Thinking of making an army themed around purifiers and was wondering if there is any more information on them other than in the codex? or are they something Ward has made up just for the book?

thanks guys


----------



## Stephen_Newman (Jul 14, 2009)

Yeah. Apart from whatever is in the book nothing really exists on them. GK have always been a shadowy organisation where no one knows about it in detail. It is one of the minor niggles with the codex I have really.


----------



## Vaz (Mar 19, 2008)

This is the first time anything has been heard about Purifiers.


----------



## HatingYou (Oct 10, 2010)

Ok thanks guys


----------



## Orochi (Jan 28, 2009)

Apart from they all originate from the Ultramarine chapter.

Most of what fatty Wardy writes can be taken for granted.


----------



## Alsojames (Oct 25, 2010)

They came from the purist bastard children from the Ultramarine recruiting worlds that were too badass and uberpwnage to be put int he Ultramarine chapter.
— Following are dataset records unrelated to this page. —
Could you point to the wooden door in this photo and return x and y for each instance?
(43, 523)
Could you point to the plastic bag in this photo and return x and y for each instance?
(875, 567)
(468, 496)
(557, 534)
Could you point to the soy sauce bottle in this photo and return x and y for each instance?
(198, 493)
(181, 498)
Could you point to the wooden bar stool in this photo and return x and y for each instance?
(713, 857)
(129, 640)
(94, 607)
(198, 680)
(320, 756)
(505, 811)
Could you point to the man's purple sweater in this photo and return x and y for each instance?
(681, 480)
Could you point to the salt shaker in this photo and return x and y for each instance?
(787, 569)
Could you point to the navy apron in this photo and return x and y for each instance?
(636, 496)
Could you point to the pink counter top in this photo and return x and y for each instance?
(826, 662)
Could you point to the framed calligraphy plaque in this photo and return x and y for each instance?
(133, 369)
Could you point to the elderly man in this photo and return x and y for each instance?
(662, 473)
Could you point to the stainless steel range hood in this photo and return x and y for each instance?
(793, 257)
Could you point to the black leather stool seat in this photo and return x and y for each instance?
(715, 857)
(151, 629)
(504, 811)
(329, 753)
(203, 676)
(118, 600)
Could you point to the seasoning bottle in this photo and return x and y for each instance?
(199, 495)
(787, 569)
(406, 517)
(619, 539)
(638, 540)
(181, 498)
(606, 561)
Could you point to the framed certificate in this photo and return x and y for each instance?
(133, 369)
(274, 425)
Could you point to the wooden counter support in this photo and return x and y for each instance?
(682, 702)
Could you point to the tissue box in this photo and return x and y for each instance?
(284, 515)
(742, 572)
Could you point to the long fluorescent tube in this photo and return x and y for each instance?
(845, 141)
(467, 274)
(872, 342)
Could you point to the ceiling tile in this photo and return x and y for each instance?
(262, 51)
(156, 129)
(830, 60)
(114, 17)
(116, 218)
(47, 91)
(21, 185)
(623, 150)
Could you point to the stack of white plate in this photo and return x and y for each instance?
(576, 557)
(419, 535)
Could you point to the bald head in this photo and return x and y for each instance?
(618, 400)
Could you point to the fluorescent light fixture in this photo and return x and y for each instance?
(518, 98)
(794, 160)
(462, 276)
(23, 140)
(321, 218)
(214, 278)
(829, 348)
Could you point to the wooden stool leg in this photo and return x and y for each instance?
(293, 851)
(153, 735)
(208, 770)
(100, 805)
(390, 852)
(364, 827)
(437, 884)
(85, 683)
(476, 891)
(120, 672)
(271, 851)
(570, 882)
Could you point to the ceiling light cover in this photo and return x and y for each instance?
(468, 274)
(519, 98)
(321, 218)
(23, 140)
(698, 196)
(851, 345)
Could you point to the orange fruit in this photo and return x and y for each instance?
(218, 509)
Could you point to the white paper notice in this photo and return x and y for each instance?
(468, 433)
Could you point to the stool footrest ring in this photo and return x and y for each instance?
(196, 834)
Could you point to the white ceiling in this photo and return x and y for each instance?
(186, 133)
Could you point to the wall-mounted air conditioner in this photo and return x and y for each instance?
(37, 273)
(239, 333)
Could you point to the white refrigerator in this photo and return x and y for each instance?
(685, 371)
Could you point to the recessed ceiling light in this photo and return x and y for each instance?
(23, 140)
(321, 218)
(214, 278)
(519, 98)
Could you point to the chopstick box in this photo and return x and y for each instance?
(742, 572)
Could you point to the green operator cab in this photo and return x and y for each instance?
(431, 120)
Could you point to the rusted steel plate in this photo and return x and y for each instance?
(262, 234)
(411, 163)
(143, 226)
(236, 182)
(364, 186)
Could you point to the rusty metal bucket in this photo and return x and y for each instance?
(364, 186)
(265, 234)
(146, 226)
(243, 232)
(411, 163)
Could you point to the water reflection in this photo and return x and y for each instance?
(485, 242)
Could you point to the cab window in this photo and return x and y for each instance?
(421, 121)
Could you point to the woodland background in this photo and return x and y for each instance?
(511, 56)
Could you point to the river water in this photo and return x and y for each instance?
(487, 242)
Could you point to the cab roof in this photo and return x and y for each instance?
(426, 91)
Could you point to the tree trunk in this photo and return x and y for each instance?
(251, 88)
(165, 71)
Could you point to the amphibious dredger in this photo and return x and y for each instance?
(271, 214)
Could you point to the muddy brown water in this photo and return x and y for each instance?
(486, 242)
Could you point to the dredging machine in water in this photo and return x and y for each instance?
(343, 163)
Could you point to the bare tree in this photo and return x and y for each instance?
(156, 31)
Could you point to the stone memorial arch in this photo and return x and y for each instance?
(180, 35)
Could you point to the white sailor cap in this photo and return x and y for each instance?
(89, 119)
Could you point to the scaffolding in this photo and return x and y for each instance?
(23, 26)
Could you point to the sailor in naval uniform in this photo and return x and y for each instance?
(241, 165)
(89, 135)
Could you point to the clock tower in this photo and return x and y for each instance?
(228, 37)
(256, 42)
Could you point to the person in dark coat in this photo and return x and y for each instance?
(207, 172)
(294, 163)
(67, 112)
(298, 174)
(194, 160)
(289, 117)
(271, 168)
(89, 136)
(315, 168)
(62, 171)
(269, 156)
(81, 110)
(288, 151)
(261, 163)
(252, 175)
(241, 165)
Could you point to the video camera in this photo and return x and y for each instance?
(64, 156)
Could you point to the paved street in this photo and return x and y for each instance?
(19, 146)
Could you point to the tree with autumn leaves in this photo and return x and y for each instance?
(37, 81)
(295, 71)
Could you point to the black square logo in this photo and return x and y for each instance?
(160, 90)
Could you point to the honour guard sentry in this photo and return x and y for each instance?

However, they can still be fielded as troops (I think)


----------



## Vaz (Mar 19, 2008)

With Crowe, yes. It's just a shame that they're so good, as Crowe is so shit, and you need to spend 150pts on him.


----------



## Caliban (Nov 27, 2010)

whats the deal with crowe? hes not even an independent character is he?


----------



## Maxwell256 (Mar 15, 2008)

Purifiers become troop choices if Crowe is in the army


----------



## Mr.Juggernaught (Nov 16, 2010)

Crowe sounds good and it would be cool if he charged a swarm and used purifying flame on them and wiped out like half of them and then go and chop off their heads with a 4+ rending weapon. The miniature is nice and I think he will be good for heavy infantry hunting. 150 points is not much for a HQ particularly one as good as Crowe. I don't see whats not to like about him. 

Purifiers are new as well as every thing in the army besides captain stern and the terminators and strike squads. I think the codex is nice but Matt ward is a retard who is retarded for a retard.
Daemons and grey knights teaming up thats an insult.


----------



## kain1989 (Dec 1, 2009)

crowe is pretty much an hq you take so you can take purifiers as troops. i don't know why you wouldn't either, purifiers are only a few points more expensive, and have an extra attack, and cheaper, and more heavy weapons than a regular strike squad. so there's gonna be tons of crowe lists.


----------



## Vaz (Mar 19, 2008)

Mr.Juggernaught said:


> Daemons and grey knights teaming up thats an insult.


This is still going?


----------



## HatingYou (Oct 10, 2010)

Just used my purifier list against orks.

The vindicare performed really well picking out nobs.

Crowe was next to useless altho he killed that ghazkull guy when he died but any normal champ can do what he did.

Ork boys rolled over purifiers in combat even with cleansing flame.

psycannons did their job.

all in all crowe is a waste of time and I'm reconsidring him in any list lol


----------



## Vaz (Mar 19, 2008)

Truth. GM's provide Purifiers as troops, and Brother Champions are filth, who actually benefit the army.


----------